Darwin gets the lion’s share of the acclaim, even though both Darwin and Alfred Russel Wallace co-announced the discovery of natural selection to the Linnean Society in 1858.
Thing are changing, and it’s now time for Mr. Wallace to get a bit more of the stage. This, according to an in-depth article on Alfred Russel Wallace called “The Man Who Wasn’t Darwin,” in the December, 2008 edition of National Geographic. Reading the article I leaned that Wallace was by no means a one-trick pony. Rather:
[Wallace’s] writings, on subjects from evolutionary theory and social justice to life on Mars, are coming back into print or turning up on the Web. He is recognized among science historians as a founder of evolutionary biogeography (the study of which species live where, and why), as a pioneer of island biogeography in particular (from which the science of conservation biology grew), as an early theorist on adaptive mimicry, and as a prescient voice on behalf of what we now call biodiversity. That is, he’s a towering figure in the transition from old-fashioned natural history to modern biology.
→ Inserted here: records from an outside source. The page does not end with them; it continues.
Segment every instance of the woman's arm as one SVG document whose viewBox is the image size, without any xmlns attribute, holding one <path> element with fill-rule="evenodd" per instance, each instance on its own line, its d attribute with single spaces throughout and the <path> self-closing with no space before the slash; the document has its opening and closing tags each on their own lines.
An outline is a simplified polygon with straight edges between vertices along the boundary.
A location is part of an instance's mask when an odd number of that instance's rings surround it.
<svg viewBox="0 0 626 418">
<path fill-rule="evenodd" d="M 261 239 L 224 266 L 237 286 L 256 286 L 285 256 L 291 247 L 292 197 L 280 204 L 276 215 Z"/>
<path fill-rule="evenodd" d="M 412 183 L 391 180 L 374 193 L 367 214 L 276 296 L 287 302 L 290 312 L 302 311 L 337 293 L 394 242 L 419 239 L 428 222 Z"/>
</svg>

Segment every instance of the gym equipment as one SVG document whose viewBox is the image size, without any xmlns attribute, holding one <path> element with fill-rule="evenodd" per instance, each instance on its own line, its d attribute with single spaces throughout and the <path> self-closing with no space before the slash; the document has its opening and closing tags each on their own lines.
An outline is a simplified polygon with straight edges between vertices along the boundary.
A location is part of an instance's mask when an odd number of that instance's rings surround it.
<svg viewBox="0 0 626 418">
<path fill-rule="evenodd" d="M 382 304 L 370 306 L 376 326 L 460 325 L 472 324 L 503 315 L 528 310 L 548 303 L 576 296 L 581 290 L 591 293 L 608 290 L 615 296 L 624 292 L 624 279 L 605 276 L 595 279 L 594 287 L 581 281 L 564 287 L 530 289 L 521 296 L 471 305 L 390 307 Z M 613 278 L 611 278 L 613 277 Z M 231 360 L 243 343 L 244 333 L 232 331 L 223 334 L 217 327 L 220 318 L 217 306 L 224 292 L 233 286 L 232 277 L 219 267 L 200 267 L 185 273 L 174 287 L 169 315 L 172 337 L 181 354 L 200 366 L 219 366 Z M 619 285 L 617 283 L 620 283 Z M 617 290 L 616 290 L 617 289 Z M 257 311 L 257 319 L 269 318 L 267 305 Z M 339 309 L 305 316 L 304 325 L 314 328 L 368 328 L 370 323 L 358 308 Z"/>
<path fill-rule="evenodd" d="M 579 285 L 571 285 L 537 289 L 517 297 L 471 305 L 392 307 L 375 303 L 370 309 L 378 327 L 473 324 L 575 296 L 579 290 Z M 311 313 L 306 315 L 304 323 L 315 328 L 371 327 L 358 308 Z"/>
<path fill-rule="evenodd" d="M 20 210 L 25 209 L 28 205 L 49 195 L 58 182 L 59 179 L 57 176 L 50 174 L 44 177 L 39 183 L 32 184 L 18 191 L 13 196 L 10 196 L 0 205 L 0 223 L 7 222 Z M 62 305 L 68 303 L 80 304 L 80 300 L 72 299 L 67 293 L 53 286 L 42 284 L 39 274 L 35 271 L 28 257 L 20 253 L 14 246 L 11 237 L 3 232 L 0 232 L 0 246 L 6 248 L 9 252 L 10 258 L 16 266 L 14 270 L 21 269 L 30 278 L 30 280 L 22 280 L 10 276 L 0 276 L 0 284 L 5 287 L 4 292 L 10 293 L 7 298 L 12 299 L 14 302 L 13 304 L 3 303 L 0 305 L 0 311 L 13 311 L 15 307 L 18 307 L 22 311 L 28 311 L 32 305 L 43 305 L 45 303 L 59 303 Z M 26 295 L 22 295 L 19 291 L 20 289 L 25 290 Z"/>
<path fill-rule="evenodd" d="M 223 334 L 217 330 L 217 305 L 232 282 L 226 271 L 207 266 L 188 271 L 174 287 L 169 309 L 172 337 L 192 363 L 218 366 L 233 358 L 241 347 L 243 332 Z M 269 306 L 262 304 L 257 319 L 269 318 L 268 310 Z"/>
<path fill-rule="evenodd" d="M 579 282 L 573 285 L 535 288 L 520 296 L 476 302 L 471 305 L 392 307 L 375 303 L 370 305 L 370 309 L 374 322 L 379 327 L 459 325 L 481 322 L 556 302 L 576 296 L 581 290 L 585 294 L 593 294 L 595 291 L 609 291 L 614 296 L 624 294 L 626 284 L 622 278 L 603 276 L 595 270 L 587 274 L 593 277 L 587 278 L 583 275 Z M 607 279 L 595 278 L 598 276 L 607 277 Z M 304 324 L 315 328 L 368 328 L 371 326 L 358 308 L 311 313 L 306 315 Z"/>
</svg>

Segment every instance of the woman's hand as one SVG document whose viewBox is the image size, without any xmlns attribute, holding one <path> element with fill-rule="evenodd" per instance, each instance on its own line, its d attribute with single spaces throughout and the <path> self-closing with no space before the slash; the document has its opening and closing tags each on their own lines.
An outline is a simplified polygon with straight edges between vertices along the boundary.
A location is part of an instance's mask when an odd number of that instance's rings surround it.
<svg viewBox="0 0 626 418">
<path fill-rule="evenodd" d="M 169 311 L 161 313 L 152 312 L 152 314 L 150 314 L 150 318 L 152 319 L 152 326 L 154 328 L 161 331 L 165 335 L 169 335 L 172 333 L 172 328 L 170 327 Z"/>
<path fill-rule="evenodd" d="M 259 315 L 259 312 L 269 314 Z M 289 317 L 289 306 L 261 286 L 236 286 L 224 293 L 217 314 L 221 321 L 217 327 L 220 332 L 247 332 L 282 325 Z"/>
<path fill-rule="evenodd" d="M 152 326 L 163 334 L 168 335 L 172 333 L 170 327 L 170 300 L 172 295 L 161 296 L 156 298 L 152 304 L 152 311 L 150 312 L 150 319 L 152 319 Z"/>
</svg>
During his years afield Wallace was also a prolific collector, a ruthless harvester of natural wonders; his insect and bird specimens added richly to museum holdings and the discipline of taxonomy. Still, most people who know of Alfred Russel Wallace know him only as Charles Darwin’s secret sharer, the man who co-discovered the theory of evolution by natural selection but failed to get an equal share of the credit. Wallace’s story is complicated, heroic, and perplexing.